I'd like to see more about spreading rationality. Translations of sequences into other languages, presentations of rationality in other forms (podcasts, videos, graphic novels, whatever) and other attempts to reach people who we currently don't, like Red Tribe people, kids or seniors.

I'd also like posts by Eliezer, Yvain and some of the other people who have moved on to their private blogs.

math, physics, and computer science

Yes, yes, and yes.

surveys of subjects or subfields

You mean like a literature review, but aimed at people entirely new to the field? If so, Yes. If not, probably also yes, but I'll hold off on committing until I understand what I'm committing to.

instrumental rationality

No. Just kidding, of course it's a Yes.

Personally, I think that changing the world is a multi-armed bandit problem, and that EA has been overly narrow in the explore/exploit tradeoff, in part due to the importance/tractablness/neglectedness heuristic. (And I can translate that sentence into english if the jargon is a bit much.)

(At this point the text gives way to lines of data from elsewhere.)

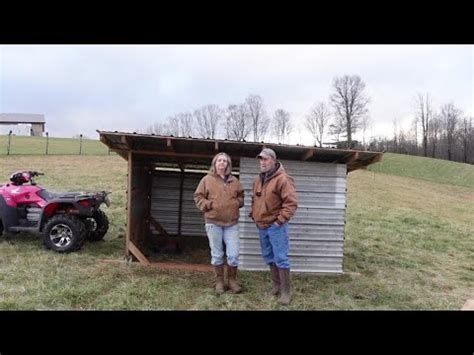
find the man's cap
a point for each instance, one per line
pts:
(267, 153)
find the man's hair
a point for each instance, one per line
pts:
(213, 169)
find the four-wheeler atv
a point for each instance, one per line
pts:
(64, 220)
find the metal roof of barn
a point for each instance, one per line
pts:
(167, 151)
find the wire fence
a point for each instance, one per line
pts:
(11, 144)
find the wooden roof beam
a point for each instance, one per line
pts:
(308, 154)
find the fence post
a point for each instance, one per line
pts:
(9, 141)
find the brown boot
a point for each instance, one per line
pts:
(284, 286)
(219, 271)
(231, 276)
(275, 280)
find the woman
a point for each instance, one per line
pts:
(220, 195)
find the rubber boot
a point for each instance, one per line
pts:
(234, 287)
(219, 272)
(275, 280)
(284, 286)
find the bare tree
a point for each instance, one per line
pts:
(424, 115)
(238, 124)
(186, 124)
(158, 128)
(336, 128)
(365, 123)
(207, 119)
(450, 116)
(256, 112)
(466, 132)
(349, 102)
(281, 125)
(434, 133)
(317, 120)
(173, 125)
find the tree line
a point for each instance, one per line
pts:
(443, 132)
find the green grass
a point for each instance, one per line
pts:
(22, 145)
(435, 170)
(409, 245)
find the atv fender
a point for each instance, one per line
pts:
(8, 215)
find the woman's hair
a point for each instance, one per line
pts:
(214, 160)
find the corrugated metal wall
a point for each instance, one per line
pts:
(316, 230)
(165, 203)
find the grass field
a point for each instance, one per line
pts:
(25, 145)
(409, 245)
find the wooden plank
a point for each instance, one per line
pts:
(352, 158)
(308, 154)
(138, 254)
(180, 208)
(184, 266)
(169, 154)
(158, 226)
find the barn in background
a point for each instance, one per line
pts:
(15, 122)
(163, 173)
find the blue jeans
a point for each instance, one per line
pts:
(217, 237)
(274, 242)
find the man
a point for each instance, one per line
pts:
(274, 203)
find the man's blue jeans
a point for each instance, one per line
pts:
(274, 242)
(217, 237)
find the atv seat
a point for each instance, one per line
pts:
(48, 195)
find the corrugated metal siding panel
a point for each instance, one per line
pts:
(165, 203)
(316, 230)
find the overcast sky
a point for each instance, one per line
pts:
(81, 88)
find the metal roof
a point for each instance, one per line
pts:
(21, 118)
(169, 151)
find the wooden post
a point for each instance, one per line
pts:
(80, 144)
(180, 215)
(129, 206)
(9, 141)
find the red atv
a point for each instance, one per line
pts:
(64, 220)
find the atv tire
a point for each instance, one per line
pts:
(97, 226)
(64, 234)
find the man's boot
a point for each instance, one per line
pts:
(275, 280)
(284, 286)
(219, 271)
(234, 287)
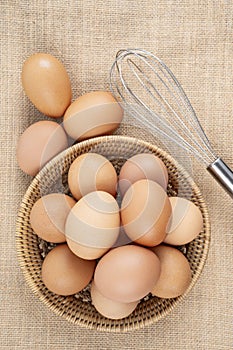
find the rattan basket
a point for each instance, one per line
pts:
(53, 178)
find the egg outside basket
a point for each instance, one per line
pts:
(53, 178)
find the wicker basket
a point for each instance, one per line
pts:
(53, 178)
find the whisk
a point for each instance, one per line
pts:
(150, 92)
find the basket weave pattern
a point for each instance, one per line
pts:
(53, 178)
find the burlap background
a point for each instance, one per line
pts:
(195, 39)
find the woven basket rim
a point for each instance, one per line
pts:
(51, 164)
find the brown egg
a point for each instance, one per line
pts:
(92, 225)
(110, 308)
(91, 172)
(142, 166)
(175, 274)
(95, 113)
(64, 273)
(145, 212)
(127, 274)
(48, 216)
(186, 222)
(46, 83)
(39, 143)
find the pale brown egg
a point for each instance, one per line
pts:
(91, 172)
(64, 273)
(142, 166)
(109, 308)
(127, 274)
(95, 113)
(48, 216)
(186, 222)
(39, 143)
(92, 225)
(46, 83)
(175, 275)
(145, 212)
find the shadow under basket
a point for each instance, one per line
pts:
(53, 178)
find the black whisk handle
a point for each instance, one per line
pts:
(223, 174)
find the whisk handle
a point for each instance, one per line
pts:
(223, 174)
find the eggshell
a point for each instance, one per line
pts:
(142, 166)
(39, 143)
(92, 225)
(92, 114)
(126, 274)
(186, 222)
(46, 83)
(110, 308)
(48, 216)
(91, 172)
(64, 273)
(145, 212)
(175, 275)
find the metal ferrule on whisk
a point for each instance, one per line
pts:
(223, 174)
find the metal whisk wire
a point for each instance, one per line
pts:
(168, 119)
(150, 92)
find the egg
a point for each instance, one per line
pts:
(64, 273)
(92, 114)
(175, 275)
(145, 212)
(39, 143)
(186, 222)
(46, 83)
(126, 274)
(92, 225)
(110, 308)
(48, 216)
(142, 166)
(91, 172)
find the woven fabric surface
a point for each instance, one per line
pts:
(195, 39)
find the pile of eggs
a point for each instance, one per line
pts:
(47, 85)
(118, 234)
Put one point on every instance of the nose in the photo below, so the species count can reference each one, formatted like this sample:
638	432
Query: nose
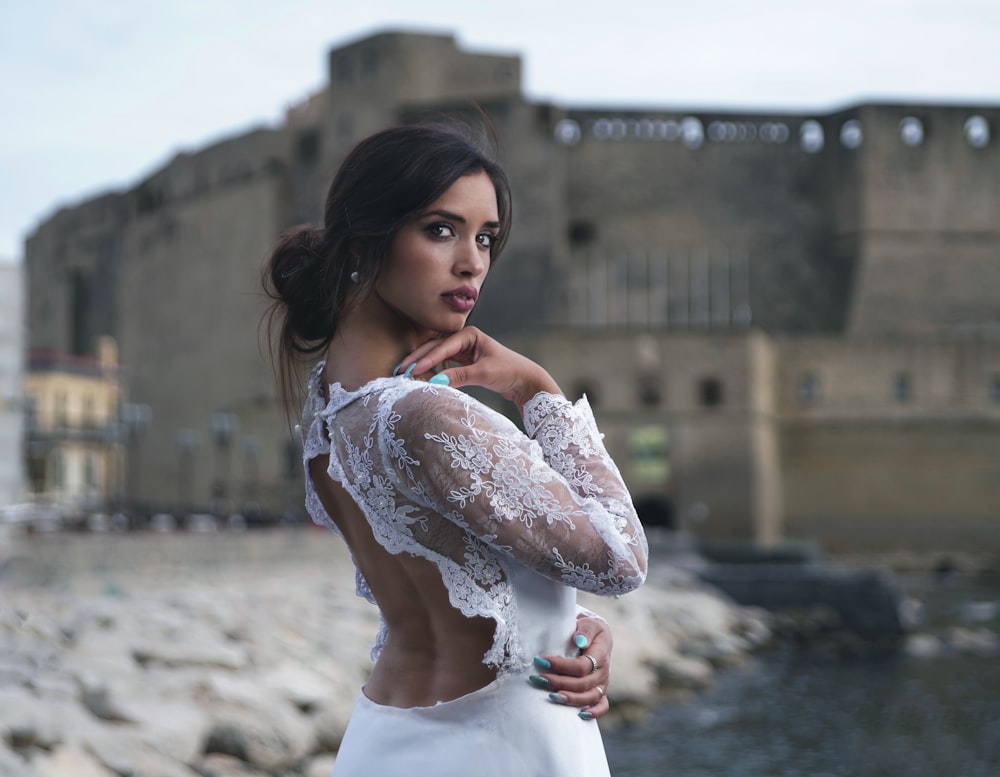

I would like to see LW explore science, philosophy, and the world with an eye toward uncovering new things which are potentially big and important. (Hence, I'm a fan of Future of Humanity Institute, Foundational Research Institute, Principia Qualia, etc.) I suspect that in the next couple decades, we are likely to uncover multiple things as important or more important than AI takeoff scenarios, and the more we uncover the better.

Within the topics you mentioned, I'm particularly curious about:

  1. Mathematics: mathematical infinities and whether infinite utility might be attainable in our universe.

  2. Physics: condensed matter physics and entropy, with an eye toward engineering materials which will survive long into the heat death of the universe.

  3. Computer science: Everything seems to be built on simple binary Boolean logic, but obviously DNA uses base 4. (There are 4 base pairs.) So, I'm particularly interested in base 3 logic, many-valued logic, fuzzy logic, etc. I suspect these may have applications to quantum computers or novel architectures, where physics doesn’t like to give you simple Boolean operators, but more complex operators are easier to implement, if not to understand.